The driveway to the Flemings’ home was marked by two stone pillars and a discreet wooden sign identifying the property as the Priory. As the mist dissipated, Judith saw a large old house that probably had been built for a religious order. The two-story exterior was gray stone, though obvious additions had been made in various styles. The result was an architectural olio, but the overall effect fell short of being ugly.
Will appeared to have been reading Judith’s mind. “Rather a hodgepodge,” he remarked in a self-effacing manner. “It has its charms, especially the garden. Marie is doing a wonderful job of restoring many original features that had been modernized.”
Ogilvie stopped under a porte-cochere on the south side of the house. “Gothic style here,” Renie noted. “But nineteenth century, right? Monks didn’t drive much before the Reformation.”
“A good eye,” Will said, unbuckling his seat belt.
“One good eye,” Renie responded. “I’m a graphic designer.”
“Ah.” Will smiled. “Perhaps you can visit during your stay at Grimloch.” He nodded to MacRae and Ogilvie. “Many thanks.”

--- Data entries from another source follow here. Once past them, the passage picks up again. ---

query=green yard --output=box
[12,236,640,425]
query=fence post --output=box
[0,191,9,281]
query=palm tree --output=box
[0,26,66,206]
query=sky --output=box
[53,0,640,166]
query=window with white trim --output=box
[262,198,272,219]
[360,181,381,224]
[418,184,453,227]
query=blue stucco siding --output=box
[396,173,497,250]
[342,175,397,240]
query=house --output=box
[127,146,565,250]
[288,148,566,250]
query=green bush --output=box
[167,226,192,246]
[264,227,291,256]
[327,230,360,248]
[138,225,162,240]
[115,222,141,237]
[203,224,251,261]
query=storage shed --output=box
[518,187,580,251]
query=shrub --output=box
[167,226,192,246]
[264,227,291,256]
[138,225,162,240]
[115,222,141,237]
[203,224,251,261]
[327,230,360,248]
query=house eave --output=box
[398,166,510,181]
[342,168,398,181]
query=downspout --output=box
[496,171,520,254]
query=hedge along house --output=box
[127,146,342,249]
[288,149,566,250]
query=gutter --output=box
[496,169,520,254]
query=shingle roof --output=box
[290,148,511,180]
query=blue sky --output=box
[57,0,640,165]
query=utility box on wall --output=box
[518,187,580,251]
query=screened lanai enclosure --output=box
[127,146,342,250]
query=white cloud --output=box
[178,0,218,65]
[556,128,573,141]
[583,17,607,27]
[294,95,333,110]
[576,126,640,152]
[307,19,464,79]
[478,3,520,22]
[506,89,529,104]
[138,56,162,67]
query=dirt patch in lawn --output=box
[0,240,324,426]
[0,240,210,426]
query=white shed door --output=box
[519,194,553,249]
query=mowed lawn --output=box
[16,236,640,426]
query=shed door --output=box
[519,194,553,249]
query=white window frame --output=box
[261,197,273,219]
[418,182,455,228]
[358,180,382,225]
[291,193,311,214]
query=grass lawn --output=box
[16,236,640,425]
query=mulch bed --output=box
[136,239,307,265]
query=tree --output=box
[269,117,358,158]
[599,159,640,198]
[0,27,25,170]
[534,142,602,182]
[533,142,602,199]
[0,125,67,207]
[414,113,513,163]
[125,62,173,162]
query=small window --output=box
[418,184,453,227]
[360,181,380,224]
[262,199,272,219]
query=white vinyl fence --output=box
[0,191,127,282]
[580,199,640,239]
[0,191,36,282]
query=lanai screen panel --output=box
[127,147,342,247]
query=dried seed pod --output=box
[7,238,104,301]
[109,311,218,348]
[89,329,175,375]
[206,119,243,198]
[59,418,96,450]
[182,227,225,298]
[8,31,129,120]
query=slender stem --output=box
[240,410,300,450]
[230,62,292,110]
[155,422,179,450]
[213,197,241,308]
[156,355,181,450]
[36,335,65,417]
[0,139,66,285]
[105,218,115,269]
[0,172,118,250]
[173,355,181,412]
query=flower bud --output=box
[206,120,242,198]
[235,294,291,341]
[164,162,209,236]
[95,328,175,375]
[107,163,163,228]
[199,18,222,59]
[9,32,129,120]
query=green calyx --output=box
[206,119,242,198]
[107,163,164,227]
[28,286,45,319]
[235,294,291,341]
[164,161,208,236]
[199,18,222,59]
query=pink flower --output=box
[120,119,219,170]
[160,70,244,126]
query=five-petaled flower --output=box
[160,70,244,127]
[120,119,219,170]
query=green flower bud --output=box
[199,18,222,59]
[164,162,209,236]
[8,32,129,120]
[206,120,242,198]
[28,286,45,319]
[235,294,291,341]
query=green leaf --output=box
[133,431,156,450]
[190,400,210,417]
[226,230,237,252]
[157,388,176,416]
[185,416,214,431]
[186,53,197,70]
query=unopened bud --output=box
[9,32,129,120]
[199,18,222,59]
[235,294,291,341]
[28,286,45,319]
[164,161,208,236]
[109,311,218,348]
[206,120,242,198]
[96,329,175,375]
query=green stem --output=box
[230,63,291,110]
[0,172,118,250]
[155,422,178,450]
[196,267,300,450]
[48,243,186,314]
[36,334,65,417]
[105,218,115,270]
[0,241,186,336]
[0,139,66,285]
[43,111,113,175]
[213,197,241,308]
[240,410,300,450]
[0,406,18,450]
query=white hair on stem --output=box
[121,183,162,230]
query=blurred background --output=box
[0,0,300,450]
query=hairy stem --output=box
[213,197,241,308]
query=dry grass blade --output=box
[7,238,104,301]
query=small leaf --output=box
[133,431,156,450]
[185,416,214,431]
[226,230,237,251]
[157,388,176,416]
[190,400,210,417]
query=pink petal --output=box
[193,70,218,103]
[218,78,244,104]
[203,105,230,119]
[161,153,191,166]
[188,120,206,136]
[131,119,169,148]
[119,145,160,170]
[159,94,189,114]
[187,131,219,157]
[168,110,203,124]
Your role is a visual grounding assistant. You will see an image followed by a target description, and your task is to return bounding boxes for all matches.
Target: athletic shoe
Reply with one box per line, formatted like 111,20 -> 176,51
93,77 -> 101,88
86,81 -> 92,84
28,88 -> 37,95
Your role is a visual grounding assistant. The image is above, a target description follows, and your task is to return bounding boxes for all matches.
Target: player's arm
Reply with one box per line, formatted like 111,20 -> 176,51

Ogilvie kept his foot on the brake as Will entered through an oak door. Judith tried to see if Marie was waiting for her husband, but the figure outlined by the inside light was male. As Will went in and quickly closed the door, Judith recognized Patrick Cameron in his leather jacket.
MacRae turned to look at the cousins. “It’s almost nine. We do need that statement. Would you prefer doing that at Grimloch?”
“I prefer a restaurant,” Renie said. “I can put my statement on a menu.”
MacRae chuckled obligingly. “That could be arranged. It’s past our dinner hour, too.”
“Speaking of missing husbands,” Judith said to Renie, “we haven’t heard from ours lately. We should call them from the restaurant.”
“For heaven’s sake,” Renie responded, “they’re fishing. You sound like my mother. She always worried herself to a frazzle when Dad didn’t get home when she expected him. I learned a lesson long ago that you never worry about fishermen. They can’t be bothered with any other activity or consideration as long as the fish are biting.”